Adults have a uniform light green ground color, overlaid with a series of faint yellow, roughly paired spots running dorsally along the length of the body and about 2.5 cm (about 1 in) apart. The belly is pale green in color. Newborns are tan-brown in color, but this changes to a yellow-green hue with irregular dark spots within 24 hours. This second color phase has been described as the reverse of that of the adults and is only seen in individuals less than 25 cm in total length.

==Common names==
Western bush viper, West African leaf viper, West African tree viper.

==Geographic range==
Atheris chlorechis is found in West Africa from Sierra Leone through Guinea, Liberia, Ivory Coast, and Ghana to southern Togo. Records from Nigeria, Cameroon, and Gabon are considered erroneous.

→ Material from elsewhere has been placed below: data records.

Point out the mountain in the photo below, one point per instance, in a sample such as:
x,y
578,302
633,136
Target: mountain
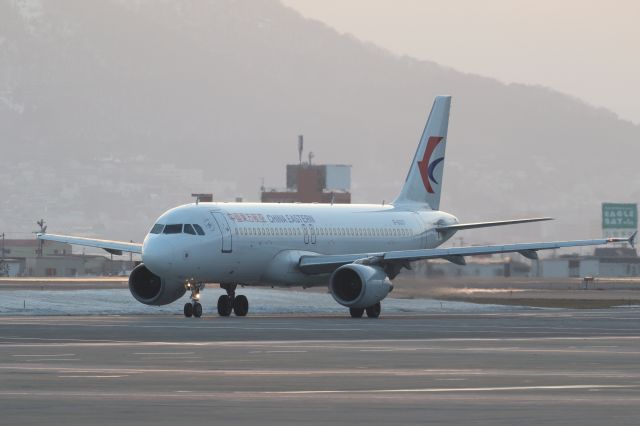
x,y
112,111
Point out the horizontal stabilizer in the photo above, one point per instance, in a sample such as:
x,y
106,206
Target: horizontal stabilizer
x,y
461,226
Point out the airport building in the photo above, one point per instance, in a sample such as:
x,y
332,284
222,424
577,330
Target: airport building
x,y
312,183
35,258
605,262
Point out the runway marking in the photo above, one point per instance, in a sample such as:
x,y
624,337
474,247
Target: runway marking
x,y
437,390
93,377
51,359
42,355
163,353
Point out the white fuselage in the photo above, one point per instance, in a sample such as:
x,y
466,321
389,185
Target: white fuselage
x,y
260,244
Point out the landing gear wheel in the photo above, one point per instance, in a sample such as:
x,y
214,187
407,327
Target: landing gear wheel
x,y
197,310
374,311
356,312
240,305
188,310
224,306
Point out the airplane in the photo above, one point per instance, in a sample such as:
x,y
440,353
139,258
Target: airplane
x,y
355,250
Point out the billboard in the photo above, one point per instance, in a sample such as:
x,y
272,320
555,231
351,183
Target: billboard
x,y
618,219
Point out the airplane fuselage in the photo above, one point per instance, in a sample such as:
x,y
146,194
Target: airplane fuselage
x,y
260,244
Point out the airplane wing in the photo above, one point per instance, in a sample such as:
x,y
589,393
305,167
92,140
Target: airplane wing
x,y
318,264
461,226
113,247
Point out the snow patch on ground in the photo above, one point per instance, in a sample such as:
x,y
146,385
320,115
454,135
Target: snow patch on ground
x,y
261,301
31,11
5,99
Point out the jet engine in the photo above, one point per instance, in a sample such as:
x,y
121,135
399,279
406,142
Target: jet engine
x,y
359,286
150,289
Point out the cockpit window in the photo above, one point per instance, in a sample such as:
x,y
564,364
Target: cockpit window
x,y
173,229
157,228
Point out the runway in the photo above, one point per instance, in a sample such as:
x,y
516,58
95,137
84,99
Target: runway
x,y
560,366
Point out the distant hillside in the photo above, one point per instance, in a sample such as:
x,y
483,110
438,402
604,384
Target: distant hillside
x,y
224,87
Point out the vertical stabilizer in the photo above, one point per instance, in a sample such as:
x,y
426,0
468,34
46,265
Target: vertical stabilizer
x,y
424,180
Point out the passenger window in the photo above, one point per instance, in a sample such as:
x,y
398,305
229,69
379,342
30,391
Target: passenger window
x,y
173,229
157,229
198,229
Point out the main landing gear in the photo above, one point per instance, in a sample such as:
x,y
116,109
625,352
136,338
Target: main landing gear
x,y
193,308
230,302
372,311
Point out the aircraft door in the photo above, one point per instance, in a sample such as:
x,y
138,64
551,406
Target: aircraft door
x,y
312,230
225,230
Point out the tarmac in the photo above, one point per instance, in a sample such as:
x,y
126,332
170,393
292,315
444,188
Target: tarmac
x,y
486,367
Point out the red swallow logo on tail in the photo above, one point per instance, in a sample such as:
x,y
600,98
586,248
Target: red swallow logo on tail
x,y
426,166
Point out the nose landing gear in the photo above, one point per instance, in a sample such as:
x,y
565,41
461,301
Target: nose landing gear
x,y
230,302
193,308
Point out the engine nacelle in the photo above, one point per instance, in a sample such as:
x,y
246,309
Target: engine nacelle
x,y
150,289
359,286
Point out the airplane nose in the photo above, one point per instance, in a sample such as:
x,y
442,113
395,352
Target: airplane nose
x,y
157,255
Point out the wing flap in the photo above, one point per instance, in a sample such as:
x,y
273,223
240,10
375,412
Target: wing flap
x,y
312,264
461,226
113,247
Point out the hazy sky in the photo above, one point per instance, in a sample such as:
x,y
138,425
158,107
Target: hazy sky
x,y
589,49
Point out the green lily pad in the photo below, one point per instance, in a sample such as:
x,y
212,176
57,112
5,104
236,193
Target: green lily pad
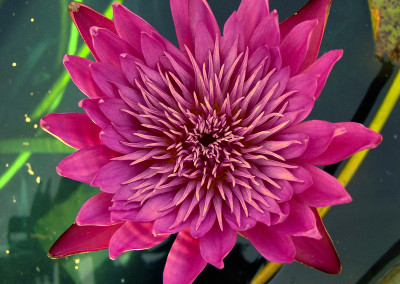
x,y
385,15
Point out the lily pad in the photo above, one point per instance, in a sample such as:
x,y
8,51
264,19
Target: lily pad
x,y
385,15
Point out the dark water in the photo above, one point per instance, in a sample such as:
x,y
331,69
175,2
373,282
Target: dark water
x,y
36,205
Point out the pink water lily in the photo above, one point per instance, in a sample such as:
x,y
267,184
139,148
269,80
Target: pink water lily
x,y
207,140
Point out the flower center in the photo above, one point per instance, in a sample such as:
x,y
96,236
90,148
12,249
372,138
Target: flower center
x,y
206,139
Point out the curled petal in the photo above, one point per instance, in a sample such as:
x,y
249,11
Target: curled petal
x,y
355,138
84,164
84,18
95,211
326,190
317,253
270,243
322,67
320,134
75,129
184,262
300,221
133,236
78,239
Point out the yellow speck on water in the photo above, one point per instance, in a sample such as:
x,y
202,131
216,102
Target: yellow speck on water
x,y
27,118
30,171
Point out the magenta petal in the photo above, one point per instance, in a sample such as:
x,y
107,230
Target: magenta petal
x,y
200,11
266,33
95,211
294,47
152,50
270,243
109,46
130,26
84,18
356,138
320,134
317,253
84,164
314,9
107,76
78,69
232,31
250,14
78,239
133,236
113,174
300,220
322,67
326,190
203,43
91,107
184,262
180,14
216,244
75,129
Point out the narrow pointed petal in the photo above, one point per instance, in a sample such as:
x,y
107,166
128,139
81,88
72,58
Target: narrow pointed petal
x,y
78,69
84,18
184,262
110,177
200,11
130,26
216,244
266,33
79,239
295,45
314,9
95,211
133,236
271,244
74,129
109,46
91,107
320,134
250,14
84,164
326,190
300,220
356,138
180,14
323,67
317,253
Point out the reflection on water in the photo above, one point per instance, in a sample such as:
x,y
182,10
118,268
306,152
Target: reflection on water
x,y
36,205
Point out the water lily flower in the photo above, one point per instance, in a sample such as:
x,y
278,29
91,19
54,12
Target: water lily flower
x,y
206,141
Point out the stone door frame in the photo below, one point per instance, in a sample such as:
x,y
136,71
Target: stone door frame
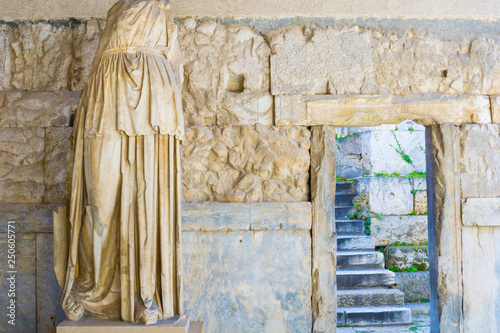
x,y
443,192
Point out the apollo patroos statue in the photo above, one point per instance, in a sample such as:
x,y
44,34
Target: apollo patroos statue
x,y
117,244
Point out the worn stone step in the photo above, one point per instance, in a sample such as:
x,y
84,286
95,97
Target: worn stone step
x,y
355,242
344,199
343,187
373,315
364,278
369,297
342,213
360,259
350,227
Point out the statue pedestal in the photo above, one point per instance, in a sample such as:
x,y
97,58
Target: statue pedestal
x,y
172,325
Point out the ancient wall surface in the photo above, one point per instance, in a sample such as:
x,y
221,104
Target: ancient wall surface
x,y
374,8
251,97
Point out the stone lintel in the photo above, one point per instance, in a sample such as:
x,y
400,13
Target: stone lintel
x,y
373,110
481,212
237,216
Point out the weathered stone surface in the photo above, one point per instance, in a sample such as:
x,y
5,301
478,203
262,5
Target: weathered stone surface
x,y
324,240
28,217
391,229
495,109
415,285
244,288
215,216
373,110
481,212
446,149
350,162
21,165
383,151
237,216
25,285
227,74
480,161
420,206
37,109
247,163
281,215
353,60
419,183
57,159
406,256
389,195
481,282
48,293
48,56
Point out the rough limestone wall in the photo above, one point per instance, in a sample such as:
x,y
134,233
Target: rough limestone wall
x,y
254,84
233,158
480,193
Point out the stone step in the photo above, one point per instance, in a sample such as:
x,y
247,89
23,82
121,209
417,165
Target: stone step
x,y
343,187
360,259
364,278
350,227
344,199
373,315
355,242
369,297
343,212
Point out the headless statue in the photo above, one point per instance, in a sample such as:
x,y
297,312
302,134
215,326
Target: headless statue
x,y
117,245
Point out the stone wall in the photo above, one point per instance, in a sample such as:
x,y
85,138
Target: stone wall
x,y
250,98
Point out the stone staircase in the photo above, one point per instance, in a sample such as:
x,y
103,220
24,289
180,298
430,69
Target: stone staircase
x,y
363,294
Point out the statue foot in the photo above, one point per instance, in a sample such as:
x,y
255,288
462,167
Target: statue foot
x,y
74,310
148,317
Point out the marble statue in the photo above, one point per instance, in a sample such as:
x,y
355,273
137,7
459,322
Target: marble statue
x,y
117,245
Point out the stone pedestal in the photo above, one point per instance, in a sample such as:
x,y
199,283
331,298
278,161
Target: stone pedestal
x,y
172,325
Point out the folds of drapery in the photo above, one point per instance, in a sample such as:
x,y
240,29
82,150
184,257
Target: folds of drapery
x,y
122,229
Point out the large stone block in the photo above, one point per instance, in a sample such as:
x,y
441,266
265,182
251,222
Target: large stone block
x,y
446,203
48,56
480,161
415,285
420,202
495,109
24,281
21,165
354,60
386,151
391,229
389,195
245,164
350,162
227,74
28,217
37,109
481,282
58,156
281,216
237,216
48,293
324,239
373,110
407,256
251,281
481,212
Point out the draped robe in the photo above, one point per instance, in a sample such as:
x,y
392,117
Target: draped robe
x,y
117,245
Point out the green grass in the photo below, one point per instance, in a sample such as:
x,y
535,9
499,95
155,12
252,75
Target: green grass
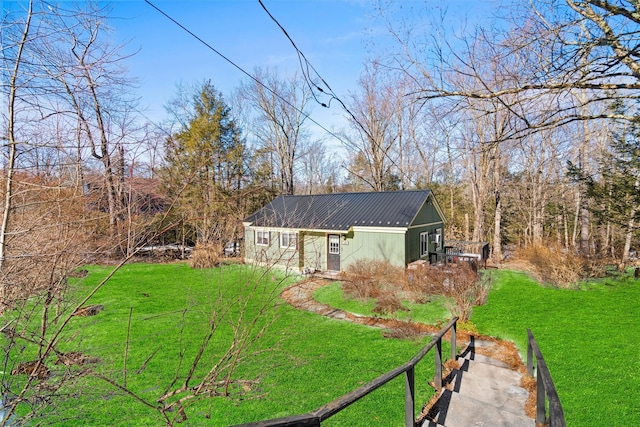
x,y
589,339
429,313
308,360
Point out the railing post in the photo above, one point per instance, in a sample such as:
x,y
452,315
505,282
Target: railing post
x,y
409,398
438,378
453,341
541,412
529,355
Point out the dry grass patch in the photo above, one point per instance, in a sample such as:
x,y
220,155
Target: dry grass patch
x,y
205,256
555,265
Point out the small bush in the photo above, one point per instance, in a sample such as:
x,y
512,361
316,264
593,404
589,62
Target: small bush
x,y
460,282
555,265
205,256
388,302
370,279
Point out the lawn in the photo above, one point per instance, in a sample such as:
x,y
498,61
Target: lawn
x,y
157,315
588,337
431,313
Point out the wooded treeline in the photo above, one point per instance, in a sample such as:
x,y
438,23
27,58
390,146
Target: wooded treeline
x,y
525,129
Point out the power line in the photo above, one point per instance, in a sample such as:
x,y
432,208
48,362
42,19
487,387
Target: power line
x,y
305,72
217,52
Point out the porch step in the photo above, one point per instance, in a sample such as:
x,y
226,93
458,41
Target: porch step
x,y
483,392
505,396
457,410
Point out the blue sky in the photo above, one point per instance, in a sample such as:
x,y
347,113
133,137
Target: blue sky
x,y
335,36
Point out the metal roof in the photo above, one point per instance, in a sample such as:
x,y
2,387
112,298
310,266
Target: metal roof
x,y
341,211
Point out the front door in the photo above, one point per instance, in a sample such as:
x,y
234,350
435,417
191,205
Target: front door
x,y
333,253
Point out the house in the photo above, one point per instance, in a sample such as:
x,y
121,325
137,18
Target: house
x,y
329,232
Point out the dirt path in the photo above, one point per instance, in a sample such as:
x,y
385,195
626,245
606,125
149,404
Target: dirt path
x,y
300,295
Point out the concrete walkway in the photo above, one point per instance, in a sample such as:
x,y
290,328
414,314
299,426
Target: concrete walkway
x,y
484,390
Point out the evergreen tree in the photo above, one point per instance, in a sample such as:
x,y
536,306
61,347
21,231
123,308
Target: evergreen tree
x,y
205,168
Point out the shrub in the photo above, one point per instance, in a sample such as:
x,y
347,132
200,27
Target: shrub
x,y
205,256
388,302
555,265
461,282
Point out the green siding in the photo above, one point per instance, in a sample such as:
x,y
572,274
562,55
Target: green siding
x,y
398,248
314,250
373,245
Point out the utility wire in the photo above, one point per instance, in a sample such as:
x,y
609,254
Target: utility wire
x,y
305,72
217,52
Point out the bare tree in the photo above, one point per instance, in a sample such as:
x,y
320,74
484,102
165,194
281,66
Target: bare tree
x,y
374,129
281,110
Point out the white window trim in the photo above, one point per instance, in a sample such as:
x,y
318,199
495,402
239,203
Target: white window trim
x,y
438,239
424,238
259,241
292,239
337,252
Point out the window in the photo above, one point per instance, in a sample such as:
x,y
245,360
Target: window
x,y
424,244
262,238
288,240
437,239
334,244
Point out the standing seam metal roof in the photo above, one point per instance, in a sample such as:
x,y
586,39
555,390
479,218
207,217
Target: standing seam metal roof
x,y
341,211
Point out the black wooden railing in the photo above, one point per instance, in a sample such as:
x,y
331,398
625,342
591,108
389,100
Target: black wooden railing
x,y
545,389
314,418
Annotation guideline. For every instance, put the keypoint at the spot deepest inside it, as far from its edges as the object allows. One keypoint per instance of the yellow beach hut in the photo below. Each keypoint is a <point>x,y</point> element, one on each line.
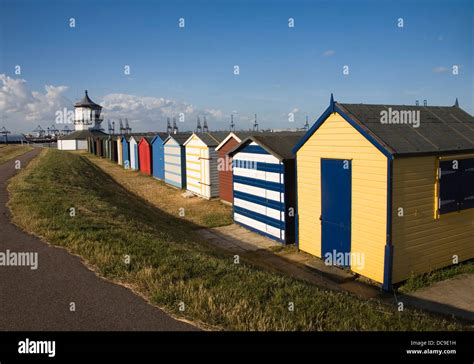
<point>387,190</point>
<point>202,176</point>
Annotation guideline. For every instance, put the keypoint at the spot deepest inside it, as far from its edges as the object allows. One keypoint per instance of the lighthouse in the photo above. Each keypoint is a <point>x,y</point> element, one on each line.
<point>87,120</point>
<point>87,114</point>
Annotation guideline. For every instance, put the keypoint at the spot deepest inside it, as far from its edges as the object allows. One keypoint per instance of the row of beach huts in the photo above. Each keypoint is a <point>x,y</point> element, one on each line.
<point>387,200</point>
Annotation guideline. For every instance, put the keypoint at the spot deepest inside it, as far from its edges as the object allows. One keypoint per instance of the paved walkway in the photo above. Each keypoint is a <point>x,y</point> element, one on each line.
<point>451,297</point>
<point>40,299</point>
<point>265,252</point>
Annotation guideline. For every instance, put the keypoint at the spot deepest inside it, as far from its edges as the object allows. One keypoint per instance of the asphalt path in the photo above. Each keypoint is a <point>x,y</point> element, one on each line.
<point>42,299</point>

The type locality is listed as "Boutre, Ghana".

==Habitat==
Found in forests, in dense foliage about 1–2 m (about 3–6 ft) above the ground.

==Feeding==
Said to feed on rodents, lizards and tree frogs.

==Reproduction==
Gives birth to 6–9 young in March to April. Newborns are 131–151 mm (about 5–6 inches) in total length.